(We present Andy Synn‘s review of the fantastic debut album by Seattle-based Witch Ripper, which was released on September 13th.)
For the most part, the use of comparisons – “so-and-so frequently reminds me of whatsisname” – is one of the most practical and important tools in a reviewer’s repertoire, allowing them to immediately put readers in the right area or mindset when encountering a brand new band/album.
Like any tool, of course, it can be misused in the wrong hands, which often provokes a rather furious backlash from fans/readers who’ve taken umbrage to a writer’s choice of references, to the point where I’ve seen commenters driven into a full-on fit of apoplectic, caps-lock-inducing rage at the mere suggestion that a certain band might possibly, maybe, ever so slightly, sound like another group (or two).
It’s a ridiculous overreaction of course. My saying, for instance, that Seattle-based riff-warriors Witch Ripper frequently remind me of both a more lithe and limber version of High on Fire or a less-scatterbrained variant on Mastodon’s more proggy musings, isn’t meant as a criticism or an accusation of plagiarism… far from it… it’s meant very much as a compliment and as a way of pre-emptively getting potential readers/listeners into the right headspace where they can properly appreciate the album in the right context.
Of course there are bound to be some people who still take issue with those comparisons – either because they find them unnecessary, inaccurate, or somehow offensive – but if there’s one thing I’ve learned over the years it’s that you can’t please everyone.
The best you can do is go in with the right intentions – in this case, the intention of getting as many people to listen to Homestead as possible – and hope that what you write connects with at least a few people along the way.
To wit, this album is a damn fine debut for the Washington witches, and one which they should be immensely proud of no matter what the future brings.

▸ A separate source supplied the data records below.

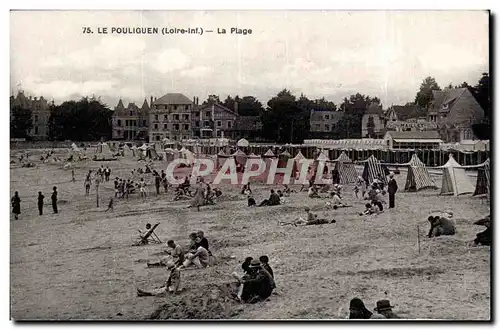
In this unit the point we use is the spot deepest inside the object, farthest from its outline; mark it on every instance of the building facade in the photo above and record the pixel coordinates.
(170, 117)
(455, 111)
(322, 122)
(213, 120)
(373, 122)
(40, 113)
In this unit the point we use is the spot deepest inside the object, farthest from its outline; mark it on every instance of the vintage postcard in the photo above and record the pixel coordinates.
(250, 165)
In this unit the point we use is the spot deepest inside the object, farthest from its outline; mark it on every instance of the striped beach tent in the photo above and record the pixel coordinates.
(483, 179)
(346, 169)
(418, 177)
(455, 180)
(372, 170)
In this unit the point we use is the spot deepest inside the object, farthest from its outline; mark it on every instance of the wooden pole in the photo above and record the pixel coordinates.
(418, 238)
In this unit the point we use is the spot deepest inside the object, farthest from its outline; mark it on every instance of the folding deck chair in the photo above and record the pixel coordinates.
(150, 236)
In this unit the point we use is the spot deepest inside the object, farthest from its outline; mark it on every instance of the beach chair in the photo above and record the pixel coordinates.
(150, 236)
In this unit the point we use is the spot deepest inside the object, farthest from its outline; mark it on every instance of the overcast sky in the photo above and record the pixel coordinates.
(321, 54)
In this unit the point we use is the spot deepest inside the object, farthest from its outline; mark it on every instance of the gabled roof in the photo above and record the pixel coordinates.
(404, 112)
(415, 135)
(374, 109)
(215, 105)
(173, 98)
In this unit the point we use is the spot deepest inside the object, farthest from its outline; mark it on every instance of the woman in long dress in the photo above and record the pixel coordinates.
(199, 197)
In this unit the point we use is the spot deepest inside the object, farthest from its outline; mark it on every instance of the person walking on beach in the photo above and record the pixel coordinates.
(16, 205)
(54, 199)
(40, 202)
(392, 188)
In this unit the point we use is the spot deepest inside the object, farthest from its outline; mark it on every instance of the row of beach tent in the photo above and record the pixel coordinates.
(455, 180)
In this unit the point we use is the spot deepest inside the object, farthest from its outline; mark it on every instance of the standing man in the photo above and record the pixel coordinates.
(16, 205)
(54, 199)
(392, 188)
(40, 202)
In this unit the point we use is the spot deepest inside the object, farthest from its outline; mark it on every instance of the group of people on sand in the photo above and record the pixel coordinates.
(197, 254)
(383, 310)
(16, 203)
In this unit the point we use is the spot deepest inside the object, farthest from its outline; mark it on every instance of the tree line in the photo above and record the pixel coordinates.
(285, 118)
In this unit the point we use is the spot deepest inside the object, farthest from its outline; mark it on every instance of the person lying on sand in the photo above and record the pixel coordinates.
(370, 209)
(172, 285)
(199, 257)
(484, 237)
(251, 201)
(273, 200)
(440, 226)
(255, 287)
(313, 192)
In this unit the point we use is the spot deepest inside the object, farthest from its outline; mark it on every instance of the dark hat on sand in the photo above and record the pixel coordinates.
(383, 305)
(254, 264)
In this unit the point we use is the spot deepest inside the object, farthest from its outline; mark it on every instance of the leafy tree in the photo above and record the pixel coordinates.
(424, 95)
(21, 122)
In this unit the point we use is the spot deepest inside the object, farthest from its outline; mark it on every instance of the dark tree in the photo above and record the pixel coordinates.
(424, 95)
(21, 122)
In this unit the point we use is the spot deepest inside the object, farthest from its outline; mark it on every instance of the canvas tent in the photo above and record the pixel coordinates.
(372, 169)
(243, 143)
(222, 158)
(455, 180)
(483, 179)
(346, 169)
(240, 157)
(127, 152)
(418, 177)
(187, 155)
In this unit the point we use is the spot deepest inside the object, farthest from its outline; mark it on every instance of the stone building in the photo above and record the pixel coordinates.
(40, 113)
(170, 117)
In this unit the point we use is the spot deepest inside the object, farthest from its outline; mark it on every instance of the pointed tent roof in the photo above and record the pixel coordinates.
(343, 158)
(322, 157)
(269, 153)
(286, 154)
(299, 156)
(418, 177)
(243, 143)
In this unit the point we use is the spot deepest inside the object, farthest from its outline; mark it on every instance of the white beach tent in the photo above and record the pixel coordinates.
(455, 180)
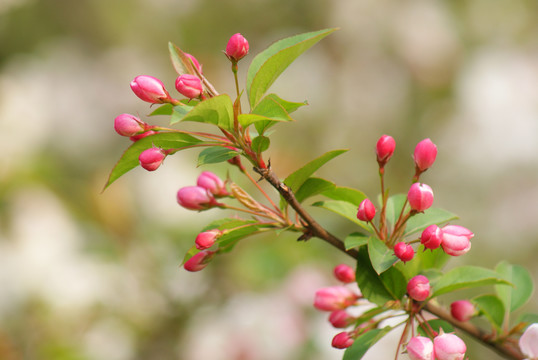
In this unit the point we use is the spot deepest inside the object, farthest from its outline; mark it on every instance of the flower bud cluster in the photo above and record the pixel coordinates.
(443, 347)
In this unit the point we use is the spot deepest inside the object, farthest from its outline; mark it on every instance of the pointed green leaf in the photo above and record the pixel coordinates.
(217, 110)
(267, 66)
(513, 297)
(467, 277)
(428, 259)
(346, 194)
(215, 154)
(377, 289)
(355, 240)
(381, 256)
(491, 307)
(165, 109)
(344, 209)
(260, 144)
(165, 140)
(431, 216)
(297, 178)
(364, 342)
(436, 325)
(312, 186)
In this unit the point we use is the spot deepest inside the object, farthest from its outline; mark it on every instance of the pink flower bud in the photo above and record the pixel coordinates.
(344, 273)
(150, 89)
(199, 261)
(449, 347)
(195, 62)
(420, 197)
(237, 47)
(420, 348)
(143, 135)
(425, 154)
(150, 159)
(384, 149)
(456, 239)
(128, 125)
(206, 239)
(334, 298)
(195, 198)
(366, 210)
(431, 237)
(212, 183)
(418, 288)
(341, 319)
(404, 251)
(189, 86)
(462, 310)
(528, 342)
(342, 340)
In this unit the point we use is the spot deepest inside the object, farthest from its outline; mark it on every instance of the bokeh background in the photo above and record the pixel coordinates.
(86, 274)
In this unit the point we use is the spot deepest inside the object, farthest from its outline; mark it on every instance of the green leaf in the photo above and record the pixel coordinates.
(364, 342)
(215, 154)
(491, 307)
(181, 63)
(165, 109)
(344, 209)
(346, 194)
(466, 277)
(513, 297)
(270, 110)
(381, 256)
(436, 324)
(431, 216)
(378, 289)
(297, 178)
(260, 144)
(217, 110)
(312, 186)
(355, 240)
(165, 140)
(394, 207)
(428, 259)
(267, 66)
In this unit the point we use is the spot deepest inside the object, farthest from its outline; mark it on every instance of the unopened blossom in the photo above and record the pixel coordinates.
(199, 261)
(195, 198)
(420, 348)
(384, 149)
(150, 89)
(456, 240)
(449, 347)
(341, 319)
(206, 239)
(344, 273)
(150, 159)
(342, 340)
(462, 310)
(528, 342)
(431, 237)
(404, 251)
(366, 211)
(418, 288)
(212, 183)
(129, 125)
(189, 86)
(334, 298)
(420, 197)
(237, 47)
(425, 154)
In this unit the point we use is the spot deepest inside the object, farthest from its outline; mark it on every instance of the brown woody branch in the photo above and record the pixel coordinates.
(314, 229)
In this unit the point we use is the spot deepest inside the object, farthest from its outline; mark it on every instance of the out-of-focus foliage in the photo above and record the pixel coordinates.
(91, 275)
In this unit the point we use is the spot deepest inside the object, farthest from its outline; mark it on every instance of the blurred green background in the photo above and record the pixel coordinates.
(91, 275)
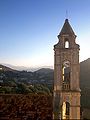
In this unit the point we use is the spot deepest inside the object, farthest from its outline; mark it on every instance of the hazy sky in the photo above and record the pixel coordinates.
(29, 29)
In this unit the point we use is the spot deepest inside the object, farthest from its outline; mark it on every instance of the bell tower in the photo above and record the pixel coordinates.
(66, 93)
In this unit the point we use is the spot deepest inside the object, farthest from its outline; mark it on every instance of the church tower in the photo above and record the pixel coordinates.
(66, 94)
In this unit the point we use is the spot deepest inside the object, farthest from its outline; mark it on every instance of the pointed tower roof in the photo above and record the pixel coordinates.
(67, 29)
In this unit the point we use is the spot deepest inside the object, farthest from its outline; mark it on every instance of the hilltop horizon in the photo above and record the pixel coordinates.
(28, 68)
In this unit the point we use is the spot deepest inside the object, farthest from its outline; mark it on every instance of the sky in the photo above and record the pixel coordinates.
(29, 29)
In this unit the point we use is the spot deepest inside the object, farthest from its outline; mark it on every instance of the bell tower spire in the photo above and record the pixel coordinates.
(66, 75)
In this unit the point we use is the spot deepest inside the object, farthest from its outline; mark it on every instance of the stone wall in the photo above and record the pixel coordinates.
(25, 107)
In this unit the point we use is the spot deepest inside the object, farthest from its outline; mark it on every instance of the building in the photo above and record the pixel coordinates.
(66, 94)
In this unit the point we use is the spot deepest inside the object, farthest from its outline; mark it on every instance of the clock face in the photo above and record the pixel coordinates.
(67, 64)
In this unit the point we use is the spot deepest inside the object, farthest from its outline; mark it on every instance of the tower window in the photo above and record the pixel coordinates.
(66, 44)
(66, 71)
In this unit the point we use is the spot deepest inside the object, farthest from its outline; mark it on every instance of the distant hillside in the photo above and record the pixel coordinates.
(85, 74)
(4, 68)
(44, 71)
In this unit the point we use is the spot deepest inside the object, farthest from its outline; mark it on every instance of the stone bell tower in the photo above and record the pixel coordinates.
(66, 94)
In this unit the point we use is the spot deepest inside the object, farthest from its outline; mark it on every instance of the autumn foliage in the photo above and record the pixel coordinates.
(25, 107)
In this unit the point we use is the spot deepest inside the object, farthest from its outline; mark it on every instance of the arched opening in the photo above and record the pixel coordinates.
(65, 110)
(66, 75)
(66, 71)
(66, 44)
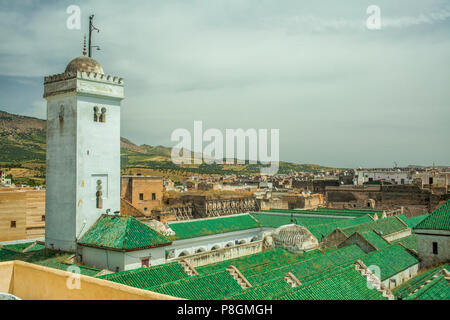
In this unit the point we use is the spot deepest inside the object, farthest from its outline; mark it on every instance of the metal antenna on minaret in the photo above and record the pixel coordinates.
(84, 47)
(91, 28)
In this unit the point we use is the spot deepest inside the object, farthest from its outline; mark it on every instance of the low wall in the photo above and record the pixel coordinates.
(33, 282)
(201, 259)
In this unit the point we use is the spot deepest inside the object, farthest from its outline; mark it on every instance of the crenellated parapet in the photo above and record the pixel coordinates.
(89, 83)
(84, 75)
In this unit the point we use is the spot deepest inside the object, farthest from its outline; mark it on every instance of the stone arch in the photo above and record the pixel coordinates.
(61, 112)
(200, 250)
(95, 114)
(103, 115)
(184, 253)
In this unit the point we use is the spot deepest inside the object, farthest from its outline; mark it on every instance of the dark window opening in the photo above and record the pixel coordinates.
(435, 248)
(145, 263)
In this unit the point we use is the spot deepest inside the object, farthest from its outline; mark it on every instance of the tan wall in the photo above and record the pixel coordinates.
(30, 281)
(201, 259)
(35, 211)
(13, 206)
(133, 186)
(26, 207)
(425, 248)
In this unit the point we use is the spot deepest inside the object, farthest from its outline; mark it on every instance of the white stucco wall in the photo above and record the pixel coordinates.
(425, 239)
(80, 151)
(133, 259)
(102, 259)
(401, 277)
(190, 246)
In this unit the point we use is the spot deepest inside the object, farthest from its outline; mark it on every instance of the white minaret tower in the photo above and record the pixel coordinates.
(83, 150)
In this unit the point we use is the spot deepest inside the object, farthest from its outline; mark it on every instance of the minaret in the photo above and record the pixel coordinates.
(83, 150)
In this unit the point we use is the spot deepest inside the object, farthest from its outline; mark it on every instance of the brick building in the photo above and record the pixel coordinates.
(141, 192)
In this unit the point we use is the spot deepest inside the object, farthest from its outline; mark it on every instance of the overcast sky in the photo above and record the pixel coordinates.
(341, 95)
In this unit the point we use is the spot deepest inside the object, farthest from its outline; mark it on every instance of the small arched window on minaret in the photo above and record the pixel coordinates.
(98, 195)
(61, 112)
(95, 114)
(103, 115)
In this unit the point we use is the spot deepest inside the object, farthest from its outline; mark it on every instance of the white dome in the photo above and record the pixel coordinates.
(294, 238)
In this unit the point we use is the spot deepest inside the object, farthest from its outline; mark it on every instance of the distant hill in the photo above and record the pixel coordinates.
(22, 139)
(22, 142)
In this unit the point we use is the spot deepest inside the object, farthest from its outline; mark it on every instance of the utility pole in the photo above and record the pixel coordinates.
(91, 28)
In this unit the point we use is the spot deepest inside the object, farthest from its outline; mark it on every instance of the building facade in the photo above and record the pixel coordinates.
(83, 150)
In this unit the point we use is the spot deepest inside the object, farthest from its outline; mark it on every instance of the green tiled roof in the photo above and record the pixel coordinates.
(413, 221)
(410, 241)
(244, 262)
(276, 263)
(265, 291)
(346, 284)
(122, 233)
(390, 260)
(18, 247)
(277, 220)
(311, 266)
(384, 226)
(437, 289)
(350, 211)
(322, 230)
(439, 219)
(377, 241)
(148, 277)
(325, 211)
(45, 257)
(408, 287)
(211, 286)
(206, 227)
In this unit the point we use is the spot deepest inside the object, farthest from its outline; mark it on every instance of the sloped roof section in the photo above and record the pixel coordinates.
(210, 226)
(384, 226)
(437, 289)
(122, 233)
(439, 219)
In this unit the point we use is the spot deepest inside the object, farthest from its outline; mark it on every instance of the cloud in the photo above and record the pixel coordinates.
(311, 69)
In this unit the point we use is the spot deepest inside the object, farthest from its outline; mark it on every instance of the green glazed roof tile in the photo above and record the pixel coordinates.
(122, 233)
(439, 219)
(210, 226)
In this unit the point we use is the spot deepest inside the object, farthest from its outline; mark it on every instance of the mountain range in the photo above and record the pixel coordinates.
(22, 144)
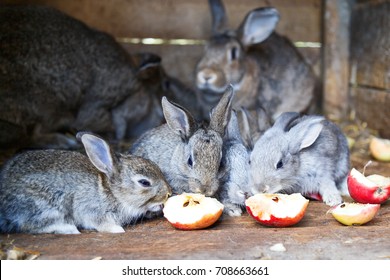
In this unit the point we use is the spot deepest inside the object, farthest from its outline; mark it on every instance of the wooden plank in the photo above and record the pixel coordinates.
(184, 18)
(370, 45)
(317, 236)
(372, 106)
(336, 58)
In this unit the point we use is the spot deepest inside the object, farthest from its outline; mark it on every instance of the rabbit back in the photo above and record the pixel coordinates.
(54, 191)
(309, 155)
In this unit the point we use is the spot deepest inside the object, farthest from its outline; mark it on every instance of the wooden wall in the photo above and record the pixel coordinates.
(370, 64)
(186, 19)
(353, 62)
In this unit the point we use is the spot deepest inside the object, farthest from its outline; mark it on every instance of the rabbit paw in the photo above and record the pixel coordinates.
(233, 210)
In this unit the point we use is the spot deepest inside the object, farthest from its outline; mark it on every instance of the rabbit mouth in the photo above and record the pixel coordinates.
(156, 207)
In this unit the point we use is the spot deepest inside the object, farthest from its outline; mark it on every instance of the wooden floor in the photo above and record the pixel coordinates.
(317, 236)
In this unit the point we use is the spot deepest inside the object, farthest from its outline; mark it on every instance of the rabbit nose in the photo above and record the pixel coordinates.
(206, 77)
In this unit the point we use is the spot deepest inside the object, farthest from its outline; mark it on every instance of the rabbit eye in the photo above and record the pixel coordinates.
(189, 162)
(233, 53)
(279, 164)
(144, 182)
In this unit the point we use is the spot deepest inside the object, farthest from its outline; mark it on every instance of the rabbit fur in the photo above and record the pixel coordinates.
(56, 191)
(59, 75)
(265, 68)
(243, 130)
(304, 154)
(189, 153)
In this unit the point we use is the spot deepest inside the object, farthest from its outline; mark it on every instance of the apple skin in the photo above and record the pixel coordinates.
(380, 149)
(362, 190)
(275, 221)
(354, 214)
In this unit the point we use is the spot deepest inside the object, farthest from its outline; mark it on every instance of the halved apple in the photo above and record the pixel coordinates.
(380, 148)
(354, 214)
(277, 210)
(189, 211)
(373, 189)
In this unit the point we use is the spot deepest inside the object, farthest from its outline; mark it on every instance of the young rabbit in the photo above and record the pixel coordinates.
(305, 154)
(265, 68)
(243, 130)
(188, 153)
(55, 191)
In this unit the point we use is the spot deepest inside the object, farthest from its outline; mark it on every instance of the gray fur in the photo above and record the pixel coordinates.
(55, 191)
(305, 154)
(59, 75)
(188, 153)
(235, 180)
(265, 68)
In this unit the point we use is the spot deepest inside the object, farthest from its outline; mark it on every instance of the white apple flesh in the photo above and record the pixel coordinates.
(190, 211)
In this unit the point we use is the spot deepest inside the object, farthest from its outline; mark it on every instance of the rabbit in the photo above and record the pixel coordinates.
(57, 75)
(243, 130)
(59, 191)
(158, 83)
(235, 179)
(265, 68)
(189, 153)
(301, 154)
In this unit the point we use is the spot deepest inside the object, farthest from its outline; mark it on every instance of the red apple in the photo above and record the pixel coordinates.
(373, 189)
(380, 149)
(192, 211)
(354, 214)
(277, 210)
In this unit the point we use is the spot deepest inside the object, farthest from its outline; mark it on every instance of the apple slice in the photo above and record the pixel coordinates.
(373, 189)
(380, 149)
(190, 211)
(354, 214)
(277, 210)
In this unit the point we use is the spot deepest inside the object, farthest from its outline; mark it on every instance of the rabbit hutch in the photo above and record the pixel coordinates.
(347, 44)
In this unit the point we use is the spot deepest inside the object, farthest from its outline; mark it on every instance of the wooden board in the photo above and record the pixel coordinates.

As a matter of fact it’s such a good album that picking out specific highlights has proved harder than I expected as, truth be told, there’s not really a definitively “weak” moment on the entire record (with only the pensive penultimate interlude of “Bog March” being a potential candidate for the chopping block).
Opener “Wasteland”, for example, is certainly an impressive statement of intent, and a great introduction to the band’s striking sound, clocking in at seven superb minutes of meaty, muscular riffs and beefy, bellowing vocals, all backed up by some subtly-proggy percussion (courtesy of drummer Joe Eck) and an ever-present undercurrent of moody melody (which also includes some soaring, yet sombre, clean vocals from frontman Curtis Parker) that gives the back-half of the track in particular an almost Pink Floyd-esque feel.
“Swarm” is a classic–sounding slab of guitar-heavy grooves and gallops, with lyrics about that most Metal of topics, the rise of a post-apocalyptic zombie horde, which also sees the band showing off some shameless soloing along the way, that sets the listener up nicely for the Progressive Stoner swagger of “S.L.U. (The Hive)”, whose dark tone and doom-laden riffs contrast nicely with the storming, Motörhead-meets-Mastodon strains of “Ngenechen” and “Sucker Punch”.
And while I may have begun (and continued) this review by comparing Witch Ripper to some of their similarly bombastic brethren in the modern Metal scene, the truth is that there’s ample evidence here – not least during climactic closer “The Witch”, which may well be the album’s best cut – that the quartet are much more interested in ploughing their own path towards greatness, rather than simply riding the coattails of others, and I for one will be very interested to see where their path takes them going forwards!